Tintin ( vous verrez, la référence vestimentaire devient à un moment donné immanquable, interprété par Craig Wasson ) est acteur de cinéma et se trouve frappé en plein tournage d’une crise de claustrophobie aigüe. Le réal lui dit, cool pas de problèmes Tintin , t’as qu’à prendre ton après-midi. Tout content, Tintin retourne chez lui mais surprend hélas sa petite amie au lit avec un autre homme ( scène à laquelle David Lynch rend un magnifique hommage dans ‘ Mulholland drive’ ) du coup, il se barre à l’autre bout des Etats-Unis reprendre des cours, histoire de surmonter son petit problème professionnel. Pour apprendre plus tard qu’il a été remplacé sur le film ou il avait le rôle principal. Alors plus ou moins au trente-sixième dessous, une connaissance rencontrée au cours de récentes auditions lui propose de loger dans l’appartement ( le palace ) qu’il devait lui-même garder pour quelqu’un. C’est pas compliqué, il faut juste arroser les plantes, et tous les soirs à la même heure, la voisine d’en face fait son show. Tintin bien sûr est ravi, mais-son-bonheur-sera-de-courte -durée-car-il-va-bientôt-basculer-dans-une-spirale-incontrôlable-de-meurtres-et-de-faux-semblants…

Tintin oui, absolument.

Et c’est bien là notre sujet. Le titre en français, littéralement signifierait ‘Doublure’, et on ne pourrait pas mieux dire. La  récit se situe déjà lui-même dans les coulisses de la grande machine à artifices qu’est le cinéma,  et la substitution est au cœur même de l’intrigue, si ce n’est que nous avons quittés les sentiers du divertissement. C’est quasi-notoire, De Palma renoue ici magnifiquement avec les grands éléments hitchcockiens, notamment le voyeurisme ( ‘ Fenêtre sur cour’), les phobies et, encore une fois, le remplacement ( ‘Sueurs froides’ ) si ce n’est qu’il retranspose impeccablement le tout de nos jours, dans les années 80, en plein essor du porno par exemple. De Palma va en effet un cran plus loin en actualisant justement ces thèmes, en allant là ou le maître n’a fait que suggérer, en s’aventurant plus nettement dans les sentiers de la perversion. Le héros hitchcockien, s’il possède un talon d’Achille, n’en reste pas moins, un héros. Le héros De Palmien lui, s’il n’est pas un héros, eh bien c’est un pervers. Passif, mais pervers quand même. Quand il ne va pas au bout de ses idées, quand il reste à subir les évènements, eh bien ceux-ci se retournent invariablement contre lui - je pense à la première moitié de la scène de filature, ainsi qu’à l’interrogatoire. Au risque de spollier un peu trop des éléments du récit, je vous conseillerais toutefois, pour plus tard, la page de Wikipédia en français ( pour une fois ) sur le film, ou il est très bien décrypté.

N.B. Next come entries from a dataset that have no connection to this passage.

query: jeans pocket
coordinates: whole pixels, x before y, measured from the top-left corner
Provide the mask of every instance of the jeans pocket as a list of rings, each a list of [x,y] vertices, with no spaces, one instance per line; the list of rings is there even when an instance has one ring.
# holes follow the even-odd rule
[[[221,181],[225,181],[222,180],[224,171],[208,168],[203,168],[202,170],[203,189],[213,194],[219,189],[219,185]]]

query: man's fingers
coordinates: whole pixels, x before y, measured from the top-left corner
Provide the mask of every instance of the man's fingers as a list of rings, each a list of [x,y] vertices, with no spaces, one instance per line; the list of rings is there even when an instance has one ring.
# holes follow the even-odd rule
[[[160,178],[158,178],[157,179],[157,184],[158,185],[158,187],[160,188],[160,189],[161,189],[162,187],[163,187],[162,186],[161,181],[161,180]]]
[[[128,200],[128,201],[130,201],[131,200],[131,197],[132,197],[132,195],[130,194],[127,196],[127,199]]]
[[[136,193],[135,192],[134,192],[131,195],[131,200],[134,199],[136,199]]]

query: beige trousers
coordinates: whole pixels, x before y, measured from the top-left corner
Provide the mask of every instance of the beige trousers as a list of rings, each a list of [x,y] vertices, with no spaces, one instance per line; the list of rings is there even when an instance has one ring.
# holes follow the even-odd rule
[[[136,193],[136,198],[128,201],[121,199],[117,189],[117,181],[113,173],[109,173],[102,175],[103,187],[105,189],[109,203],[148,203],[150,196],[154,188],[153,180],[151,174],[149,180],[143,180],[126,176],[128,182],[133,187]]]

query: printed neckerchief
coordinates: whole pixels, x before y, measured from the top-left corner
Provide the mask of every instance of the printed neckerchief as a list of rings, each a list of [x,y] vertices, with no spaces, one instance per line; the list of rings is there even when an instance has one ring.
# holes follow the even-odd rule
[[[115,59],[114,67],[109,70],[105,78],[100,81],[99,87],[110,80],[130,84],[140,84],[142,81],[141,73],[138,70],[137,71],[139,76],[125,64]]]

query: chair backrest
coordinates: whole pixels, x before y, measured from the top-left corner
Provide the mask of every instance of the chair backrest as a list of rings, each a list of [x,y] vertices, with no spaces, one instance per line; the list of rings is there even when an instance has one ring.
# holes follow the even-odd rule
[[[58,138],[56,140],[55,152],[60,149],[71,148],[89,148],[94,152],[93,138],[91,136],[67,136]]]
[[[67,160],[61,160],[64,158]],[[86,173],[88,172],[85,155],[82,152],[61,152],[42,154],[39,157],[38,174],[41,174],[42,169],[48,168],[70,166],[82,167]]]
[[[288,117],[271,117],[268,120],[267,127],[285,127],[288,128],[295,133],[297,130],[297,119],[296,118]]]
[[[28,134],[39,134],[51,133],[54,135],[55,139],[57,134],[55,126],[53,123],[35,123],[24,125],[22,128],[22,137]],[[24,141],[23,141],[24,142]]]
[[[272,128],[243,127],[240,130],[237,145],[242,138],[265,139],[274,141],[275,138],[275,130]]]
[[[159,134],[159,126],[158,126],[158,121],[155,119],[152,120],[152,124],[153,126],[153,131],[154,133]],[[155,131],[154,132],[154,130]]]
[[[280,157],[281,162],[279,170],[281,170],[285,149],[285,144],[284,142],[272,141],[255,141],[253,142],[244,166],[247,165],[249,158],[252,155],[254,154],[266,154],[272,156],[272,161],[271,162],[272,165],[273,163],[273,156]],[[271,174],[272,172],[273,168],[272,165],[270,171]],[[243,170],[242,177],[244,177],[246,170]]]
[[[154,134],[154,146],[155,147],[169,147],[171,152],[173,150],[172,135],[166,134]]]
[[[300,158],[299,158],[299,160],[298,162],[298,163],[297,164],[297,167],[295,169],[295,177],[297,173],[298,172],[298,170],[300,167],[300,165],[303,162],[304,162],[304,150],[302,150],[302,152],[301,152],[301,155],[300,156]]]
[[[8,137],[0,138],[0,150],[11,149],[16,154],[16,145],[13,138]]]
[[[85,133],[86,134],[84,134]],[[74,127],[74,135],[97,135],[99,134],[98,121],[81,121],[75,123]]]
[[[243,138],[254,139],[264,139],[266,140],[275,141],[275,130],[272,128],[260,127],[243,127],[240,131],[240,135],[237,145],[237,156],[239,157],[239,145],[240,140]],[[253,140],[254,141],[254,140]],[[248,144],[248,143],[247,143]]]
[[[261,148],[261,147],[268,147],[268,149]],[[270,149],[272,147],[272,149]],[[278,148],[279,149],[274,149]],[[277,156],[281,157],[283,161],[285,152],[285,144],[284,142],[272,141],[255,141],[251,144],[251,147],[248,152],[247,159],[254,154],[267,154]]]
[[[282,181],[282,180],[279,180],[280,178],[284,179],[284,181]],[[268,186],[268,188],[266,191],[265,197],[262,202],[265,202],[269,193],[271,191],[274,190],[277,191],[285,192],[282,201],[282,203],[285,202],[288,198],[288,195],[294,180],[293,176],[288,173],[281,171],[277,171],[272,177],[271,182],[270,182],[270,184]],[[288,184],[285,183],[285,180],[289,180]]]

Chose que je trouve assez surprenante, à quelques exceptions près, le thême de la machination semble quelque peu laissé à l'abandon. On parle plus d'infiltrations, de prises d'otages, bref que du clinquant, davantage que de complots à base de mensonges patients et appropriés pour faire de quelqu'un un bouc émissaire, ce qui à l'époque d'Hitchcock jusque tard dans les années 90 était soit monnaie courante, soit au pire pirouette scénaristique -faute de scénario consistant. Dans une société qui cultive l'esprit de compétition, pousser des gens au suicide, ou les faire tomber socialement, ça  ' n'existe pas', ça ' ne se fait pas' ou 'ça ne se fait plus'. Mais je ne voudrais pas sonner comme un vieux réac radoteur, je laisse ça de côté pour le prochain article. Malgré une filliation classique, le film lorgne de façon jubilatoire vers la série B, ou le giallo, et ça c'est très chouette, j'ai pas peur de le dire non plus. La scène d’affrontement finale de ‘Body double’ avait eu sur moi un impact certain, qui s’est avéré moins marquant avec le passage des années ( envoyez vos dons ), ce qui me permet d’avoir un regard plus global sur le film, qui pour moi stigmatise le mieux ( aux côtés de ‘Blade runner’ ) la quintescence et les ambitions des années 80; un film complètement dans son temps, affranchi des références du passé, terriblement catharcique et ainsi, aussi, terriblement généreux.